De même, deux infirmières travaillant pour le CCAS de Béziers sont conventionnées pour le suivi santé des allocataires du RSA (http://www.ville-beziers.fr/solidarite-et-sante/actions-sociales/accompagnement-social-de-proximite), et le CCAS est partie prenante du dispositif RSA.
Le CCAS est également habilité à instruire les demandes du Fonds de Solidarité Logement, du Fonds de Solidarité Energie, du Fonds d’Aide aux Jeunes. Instruire les demandes ne signifie pas simplement remplir le dossier et le transmettre: un avis est généralement exprimé, par le travailleur social ou le responsable de la structure, par écrit dans le dossier même et/ou par oral dans la commission d’attribution.
Évidemment, l’argument de l’absence à une convocation pour un rappel à l’ordre ne manquera pas d’être invoqué, le cas échéant. Même sans cela, l’avis du CCAS, qui reflète les orientations de la municipalité (la suppression des aides facultatives a été votée à l’unanimité par le CCAS !) se fait entendre dans de multiples structures, et a donc des conséquences sur la vie des habitants précaires de Béziers.
Robert Ménard sait jouer sur la haine des minorités: les mesures qu’il a prises n’améliorent pas concrètement la situation sociale et économique des Biterrois, à part une baisse des impôts locaux, dont la moitié des habitants étaient déjà exonérés. Mais stigmatiser les minorités et les précaires, mettre en oeuvre une politique sécuritaire jusque dans le social, voilà qui suffit à réjouir les racistes, tous ceux qui ont adopté le discours sur la fraude et le « parasitisme » social, quand bien ils sont eux aussi bénéficiaires de telle aide ou de tel dispositif. Robert Ménard se paie même le luxe de jouer la carte de la proximité et de l’accessibilité, en recevant tous les mercredis après-midi des habitants de la ville. Cela dit, si le compte-rendu du conseil municipal du 16 avril fait 85 pages, celui du 27 mai n’en fait plus que 8 et ne reprend que l’intitulé des décisions et les votes, sans le moindre détail.
De quoi compliquer le travail antifasciste d’analyse de la politique concrète menée par la mairie de Béziers. Les informations disponibles proviennent de la communication officielle de la municipalité, comme pour le « rappel à l’ordre », diffusé dans la presse à partir du communiqué du maire, ou du travail de l’opposition, à condition que celle-ci soit active. Reste évidemment la mobilisation de chacun : les conseils municipaux sont publics. Et au-delà, s’exprimer sur la réalité des politiques menées, sur le quotidien, est important.

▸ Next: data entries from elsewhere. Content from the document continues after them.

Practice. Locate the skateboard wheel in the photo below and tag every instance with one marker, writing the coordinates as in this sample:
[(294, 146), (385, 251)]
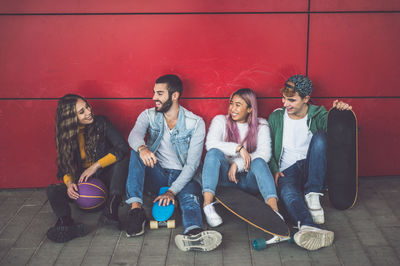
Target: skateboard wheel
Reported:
[(153, 225), (170, 224), (259, 244)]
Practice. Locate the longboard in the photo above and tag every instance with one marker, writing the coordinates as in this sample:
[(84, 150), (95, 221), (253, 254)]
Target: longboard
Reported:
[(253, 211), (162, 214), (342, 161)]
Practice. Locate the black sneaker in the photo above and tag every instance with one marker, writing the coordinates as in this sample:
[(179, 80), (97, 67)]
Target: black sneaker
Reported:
[(136, 222), (63, 233), (202, 241)]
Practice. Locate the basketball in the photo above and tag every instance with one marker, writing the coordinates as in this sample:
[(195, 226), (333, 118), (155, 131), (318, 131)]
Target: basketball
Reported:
[(92, 194)]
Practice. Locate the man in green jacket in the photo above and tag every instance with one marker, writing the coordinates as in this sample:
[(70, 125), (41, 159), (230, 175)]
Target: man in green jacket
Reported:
[(298, 162)]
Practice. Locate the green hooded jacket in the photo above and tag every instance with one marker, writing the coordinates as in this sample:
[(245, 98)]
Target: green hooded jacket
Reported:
[(316, 120)]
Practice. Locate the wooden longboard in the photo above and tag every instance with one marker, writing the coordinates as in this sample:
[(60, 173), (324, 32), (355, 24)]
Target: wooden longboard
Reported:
[(253, 211), (342, 158)]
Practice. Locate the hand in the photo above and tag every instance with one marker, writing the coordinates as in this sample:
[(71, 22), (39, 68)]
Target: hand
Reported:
[(72, 190), (165, 198), (148, 158), (246, 158), (232, 173), (341, 105), (89, 172), (277, 176)]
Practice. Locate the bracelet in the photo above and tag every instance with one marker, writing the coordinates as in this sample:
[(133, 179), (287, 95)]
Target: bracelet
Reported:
[(142, 148), (170, 192), (240, 149)]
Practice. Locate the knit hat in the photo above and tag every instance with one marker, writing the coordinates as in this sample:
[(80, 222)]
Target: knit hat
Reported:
[(302, 85)]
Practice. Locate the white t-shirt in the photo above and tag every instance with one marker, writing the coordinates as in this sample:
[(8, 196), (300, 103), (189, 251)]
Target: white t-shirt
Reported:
[(165, 153), (217, 134), (295, 142)]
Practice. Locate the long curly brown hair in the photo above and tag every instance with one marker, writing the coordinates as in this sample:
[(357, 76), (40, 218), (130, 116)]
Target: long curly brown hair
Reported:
[(67, 128)]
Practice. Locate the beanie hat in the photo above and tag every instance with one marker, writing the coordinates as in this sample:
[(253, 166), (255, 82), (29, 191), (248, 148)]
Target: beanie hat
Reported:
[(302, 85)]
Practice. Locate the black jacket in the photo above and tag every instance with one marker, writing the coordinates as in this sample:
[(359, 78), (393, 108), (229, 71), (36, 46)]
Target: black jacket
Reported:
[(110, 141)]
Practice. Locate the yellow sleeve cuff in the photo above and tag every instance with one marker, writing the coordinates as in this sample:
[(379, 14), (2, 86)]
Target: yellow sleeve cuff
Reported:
[(107, 160), (67, 178)]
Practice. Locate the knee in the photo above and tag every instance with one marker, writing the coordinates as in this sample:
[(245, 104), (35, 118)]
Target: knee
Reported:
[(213, 154), (189, 201), (134, 155), (319, 141), (258, 163)]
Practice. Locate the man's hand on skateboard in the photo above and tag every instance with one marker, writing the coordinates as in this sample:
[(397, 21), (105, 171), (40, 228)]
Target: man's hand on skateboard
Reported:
[(166, 198), (341, 105)]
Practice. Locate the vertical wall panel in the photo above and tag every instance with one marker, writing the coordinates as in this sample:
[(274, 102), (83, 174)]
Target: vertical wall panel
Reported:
[(355, 5), (355, 54)]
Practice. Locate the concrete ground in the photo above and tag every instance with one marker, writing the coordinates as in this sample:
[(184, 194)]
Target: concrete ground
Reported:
[(364, 235)]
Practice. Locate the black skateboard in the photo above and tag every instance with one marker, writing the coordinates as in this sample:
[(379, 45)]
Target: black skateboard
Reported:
[(253, 211), (342, 156)]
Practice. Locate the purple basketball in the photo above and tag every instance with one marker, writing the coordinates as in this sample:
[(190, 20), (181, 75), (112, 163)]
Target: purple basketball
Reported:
[(92, 194)]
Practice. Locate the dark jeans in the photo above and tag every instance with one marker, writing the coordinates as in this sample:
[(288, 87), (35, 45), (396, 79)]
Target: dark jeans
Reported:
[(113, 176), (151, 180), (304, 176)]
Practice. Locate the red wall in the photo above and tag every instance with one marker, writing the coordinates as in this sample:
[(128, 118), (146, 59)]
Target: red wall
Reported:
[(112, 51)]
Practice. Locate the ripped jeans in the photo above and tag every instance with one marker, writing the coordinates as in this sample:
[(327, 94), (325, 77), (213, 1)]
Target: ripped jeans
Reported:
[(152, 179)]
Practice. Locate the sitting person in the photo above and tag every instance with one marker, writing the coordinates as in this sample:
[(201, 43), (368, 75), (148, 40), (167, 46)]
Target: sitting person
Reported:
[(298, 132), (170, 158), (238, 150), (87, 146)]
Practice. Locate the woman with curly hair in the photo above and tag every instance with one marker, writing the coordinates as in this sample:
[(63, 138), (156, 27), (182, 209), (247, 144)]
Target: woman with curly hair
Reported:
[(238, 149), (87, 146)]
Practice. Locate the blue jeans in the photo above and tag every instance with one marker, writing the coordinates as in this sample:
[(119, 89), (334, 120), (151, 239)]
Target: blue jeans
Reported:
[(257, 179), (152, 179), (303, 177)]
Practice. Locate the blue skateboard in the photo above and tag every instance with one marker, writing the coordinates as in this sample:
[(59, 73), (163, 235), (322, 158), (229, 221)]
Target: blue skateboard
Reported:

Les informations rassemblées ici sont mises à la disposition des associations locales et des habitants (e) s de la ville.
Nous invitons aussi les structures antifascistes locales et les habitants à nous faire part de leurs informations et de leurs mobilisations.
Memorial 98
P.S: Michel Cardoze, ancien membre du PC, ancien présentateur de la météo, vient de renoncer à sa nouvelle fonction, mercredi 18 juin.